Comment personne, parmi tous ceux qui étaient concernés avant que le disque sorte, n’a été foutu de se rendre compte qu’il y avait un gros souci avec « Be here now ». Peut-être quelqu’un a-t-il osé faire la remarque aux sourcilleux frangins, mais il est sûr qu’il n’a pas été écouté …

Deux frères ...

Tout dans « Be here now » empeste la mégalomanie. De la pochette à « messages » et énigmes, à cette litanie de titres interminables. Le lecteur de Cd affiche 71’38’’ pour onze titres. Presque six minutes par morceau, et il y en a même un (« All around the world ») qui dépasse les neuf minutes. Et comme les types sont pas des virtuoses, ça mouline à l’infini le même accord, et c’est pas les claviers (qui rejouent généralement les accords de guitare) qui viennent aérer ce son. Toutes ces couches instrumentales empilées, mixées tous les potards sur onze, ça fait beaucoup plus de bruit que de musique. Parce que la partie musicale de l’affaire est réduite au strict minimum, des trucs qu’on a déjà entendus sur les deux disques précédents, en plus concis et plus imaginatif (la bonne trouvaille de la scie musicale sur « Wonderwall » par exemple). En gros le son de « Be here now » est peu ou prou celui du magma de guitares saturées qu’on trouvera un peu plus tard sur le live « Familiar to millions ». Qui lui a tout de même l’avantage d’être aussi un greatest hits live.

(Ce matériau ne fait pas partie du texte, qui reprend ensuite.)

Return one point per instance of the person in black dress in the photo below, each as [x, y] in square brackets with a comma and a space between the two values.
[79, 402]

Bon, des hits, il y en a deux de corrects sur « Be here now ». Pas forcément par hasard, ce sont deux ballades très typées 70’s, où il faut le reconnaître, Oasis excelle. « Don’t go away » ne déroutera pas les fans des Red Hot Chili Peppers, n’est point trop assourdissante, et a l’immense mérite d’avoir un final à la guitare acoustique, ce qui offre une pause bienvenue pour les oreilles …  « Stand by me », elle, figure dans la poignée des meilleurs titres d’Oasis, avec sa montée progressive vers un refrain qui sait se faire désirer. Dans à peu près le même registre, un bon point également au morceau-titre, qui ne marque tout de même pas autant les esprits … Des titres dont la construction convient parfaitement au style vocal de Liam Gallagher, jamais aussi à l’aise que dans les tempos lents. Ce qui nous amène à souligner son inaptitude souvent criante lorsque le rythme s’accélère. Le lad suprême est à la ramasse sur le up tempo de « My big mouth », et la plupart du temps est obligé de gueuler plutôt que de chanter pour pas se faire écrabouiller vocalement par le mur de guitares.

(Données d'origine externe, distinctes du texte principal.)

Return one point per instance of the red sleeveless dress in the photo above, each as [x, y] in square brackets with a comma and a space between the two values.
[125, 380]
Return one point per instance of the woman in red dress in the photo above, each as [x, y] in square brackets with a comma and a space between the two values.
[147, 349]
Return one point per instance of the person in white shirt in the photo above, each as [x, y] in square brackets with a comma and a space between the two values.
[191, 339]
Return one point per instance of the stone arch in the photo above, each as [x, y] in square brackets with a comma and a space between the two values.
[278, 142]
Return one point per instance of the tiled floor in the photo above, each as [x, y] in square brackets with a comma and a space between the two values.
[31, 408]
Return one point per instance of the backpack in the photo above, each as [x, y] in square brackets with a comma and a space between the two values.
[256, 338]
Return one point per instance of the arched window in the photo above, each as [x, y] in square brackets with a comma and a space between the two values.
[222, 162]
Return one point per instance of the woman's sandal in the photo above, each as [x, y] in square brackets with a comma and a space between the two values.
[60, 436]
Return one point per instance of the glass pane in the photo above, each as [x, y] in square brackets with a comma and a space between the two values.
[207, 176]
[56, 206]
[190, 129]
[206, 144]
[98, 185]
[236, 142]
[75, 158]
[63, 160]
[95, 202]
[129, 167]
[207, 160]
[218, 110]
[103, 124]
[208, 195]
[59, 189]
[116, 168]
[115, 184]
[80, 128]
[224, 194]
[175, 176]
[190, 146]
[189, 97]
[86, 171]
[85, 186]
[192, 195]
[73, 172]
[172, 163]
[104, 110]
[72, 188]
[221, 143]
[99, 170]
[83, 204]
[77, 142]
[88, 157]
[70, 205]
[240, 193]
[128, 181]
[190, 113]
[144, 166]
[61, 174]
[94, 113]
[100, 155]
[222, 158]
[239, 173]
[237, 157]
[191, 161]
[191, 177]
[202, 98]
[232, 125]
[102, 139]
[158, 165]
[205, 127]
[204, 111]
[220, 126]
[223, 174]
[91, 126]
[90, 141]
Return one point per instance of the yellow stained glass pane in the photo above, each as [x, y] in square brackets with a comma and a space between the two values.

Du coup, tout ce que les détracteurs d’Oasis avaient d’emblée mis en avant se trouve ici de façon exacerbée. Le manque d’imagination de l’écriture de Noel, la manque de souplesse vocale de Liam, la technique musicale rudimentaire de l’ensemble, les citations-hommages-pastiches un peu trop voyants (Lennon et les Who sur l’insignifiant « Fade in – Fade out », « It’s getting better » qui cite par son intitulé les Beatles de « Sgt Pepper’s … » mais est un des plus mauvais de la rondelle avec l’épouvantablement strident « I hope, I think, I know »). Pour tenter de sauver la face, Oasis va même jusqu’à s’autoparodier (« The girl in the dirty shirt » reprend tous les tics d’écriture de Noel et tous les tics vocaux de Liam entendus jusque là).

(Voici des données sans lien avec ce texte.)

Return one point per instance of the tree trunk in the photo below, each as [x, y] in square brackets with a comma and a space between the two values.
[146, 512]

En fait un seul titre résume l’affaire. Le premier, « D’you know what I mean ? ». Une intro avec bruit d’avions (on se croirait dans « The Wall » ou « The final cut » de Waters / Pink Floyd), des borborygmes de synthés … Il faut attendre une minute pour que le titre « démarre », avant que s’enchaînent clins d’œil appuyés à tout ce qui a fait le succès du groupe, sans que jamais celui-ci ne semble mettre un terme à cet enchaînement de grosses ficelles (7 minutes 42 secondes au compteur).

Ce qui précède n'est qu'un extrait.